Ces actes semblent résulter d’une vision individualiste de cette liberté. Seuls les avis allant dans notre sens auraient le droit de s’exprimer, donnant des situations ubuesques. L’on retiendra ainsi l’exemple de la philosophe Sylviane Agackinski, menacée pour sa position contre la GPA, sous prétexte que celle-ci s’apparenterait à de l’homophobie. Au-delà de l’absurdité de l’argument en l’espèce, c’est le principe du contradictoire qui se voit menacé et tend à disparaître. Le plus grave est que cela arrive au sein des universités dont le rôle est justement de permettre le débat. Or, que vaut un débat sans confrontation d’opinion ? Il y a donc, au sein de cette institution, une confiscation du débat par une condamnation morale arbitraire.
Une autre institution est victime de cet arbitraire : la Justice. Nous considérons que l’expression ne sert pas seulement un but politique ou militant. Cette expression consiste aussi à prêter sa voix en justice.
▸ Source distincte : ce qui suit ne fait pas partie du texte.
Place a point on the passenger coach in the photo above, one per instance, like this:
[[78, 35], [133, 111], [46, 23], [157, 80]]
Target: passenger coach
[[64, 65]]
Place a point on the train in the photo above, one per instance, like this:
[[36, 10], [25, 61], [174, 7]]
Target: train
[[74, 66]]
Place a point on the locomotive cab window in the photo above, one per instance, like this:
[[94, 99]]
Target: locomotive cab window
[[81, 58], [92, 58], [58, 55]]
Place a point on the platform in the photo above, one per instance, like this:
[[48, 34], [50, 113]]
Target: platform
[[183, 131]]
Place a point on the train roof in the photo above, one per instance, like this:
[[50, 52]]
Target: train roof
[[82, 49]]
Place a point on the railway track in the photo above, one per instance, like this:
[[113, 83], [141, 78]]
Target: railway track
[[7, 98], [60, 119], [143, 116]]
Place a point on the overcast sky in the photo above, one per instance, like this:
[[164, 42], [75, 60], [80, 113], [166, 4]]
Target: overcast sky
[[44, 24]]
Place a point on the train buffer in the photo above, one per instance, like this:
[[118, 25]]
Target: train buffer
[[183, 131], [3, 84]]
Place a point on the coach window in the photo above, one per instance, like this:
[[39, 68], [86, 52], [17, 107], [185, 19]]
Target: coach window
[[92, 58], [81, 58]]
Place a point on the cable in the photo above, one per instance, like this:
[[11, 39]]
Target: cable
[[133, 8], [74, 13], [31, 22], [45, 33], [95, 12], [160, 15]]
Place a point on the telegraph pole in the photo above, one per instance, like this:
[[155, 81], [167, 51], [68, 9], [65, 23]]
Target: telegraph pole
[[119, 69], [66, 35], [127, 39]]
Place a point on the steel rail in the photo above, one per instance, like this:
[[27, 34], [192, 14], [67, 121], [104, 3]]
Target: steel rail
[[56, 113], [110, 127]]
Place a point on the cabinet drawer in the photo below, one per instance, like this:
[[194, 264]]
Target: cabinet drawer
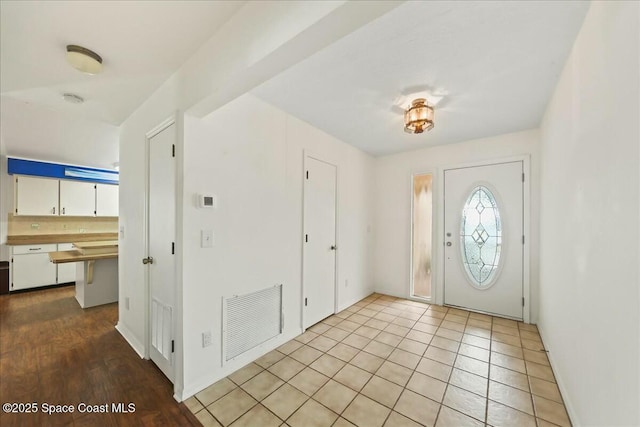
[[65, 246], [34, 249]]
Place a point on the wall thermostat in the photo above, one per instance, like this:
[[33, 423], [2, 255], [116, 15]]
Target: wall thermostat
[[205, 201]]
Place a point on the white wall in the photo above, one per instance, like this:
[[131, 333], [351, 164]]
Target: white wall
[[6, 193], [256, 171], [589, 279], [393, 204]]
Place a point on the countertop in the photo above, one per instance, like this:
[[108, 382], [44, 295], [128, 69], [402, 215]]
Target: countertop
[[38, 239], [61, 257]]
Une interrogation majeure survient aujourd’hui lorsqu’il est question de l’institution judiciaire : comment peut-on défendre une victime présumée ou un prévenu si la défense comme la partie civile se heurtent à des menaces, dues à leur argumentaire ? Comment peut-on consacrer le droit de la défense dans une démocratie qui préférerait couper la tête aux prétendus coupables plutôt que de laisser la justice parvenir à la vérité ? Le public semble vouloir se substituer au juge avant même qu’un jugement ne soit rendu. Les procès publics sont aujourd’hui au coeur de l’actualité, à travers l’émergence d’une forme de “présomption de culpabilité” et non plus d’innocence.
De fait, le premier problème que nous soulevons dans ce débat ne concerne pas les actes gouvernementaux ou législatifs qui iraient encadrer et limiter notre liberté d’expression, mais bien une forme populaire d’autocensure, en l’absence d’actions légales ou policières. Ensuite, ce débat s’étendra autour de la libération de la parole haineuse sur les réseaux sociaux.
Face à cette situation, une proposition de loi visant à “lutter contre les propos haineux” sur les réseaux sociaux est en cours d’examen au parlement. Cependant, les dispositions de cette loi posent question en tant qu’elles visent à créer un contrôle extrajudiciaire en donnant le pouvoir de contrôle et de sanction aux plateformes numériques.
Cela nous amène à soulever plusieurs questions : Doit-on autoriser toutes les opinions non pénalisées à s’exprimer librement ? A qui revient le pouvoir de sanctionner les dérapages ? A l’opinion publique, à la Justice ou aux plateformes numériques ?
Pour débattre de toutes ces questions, le Groupe Socialiste Universitaire reçoit :
Me Henri Leclerc, avocat pénaliste, président d’honneur de la Ligue des droits de l’Homme ;
Mme. George Pau Langevin, ancienne ministre, députée socialiste de Paris ;
M. Pierre Juston, doctorant en droit public à l’Université de Toulouse Capitole.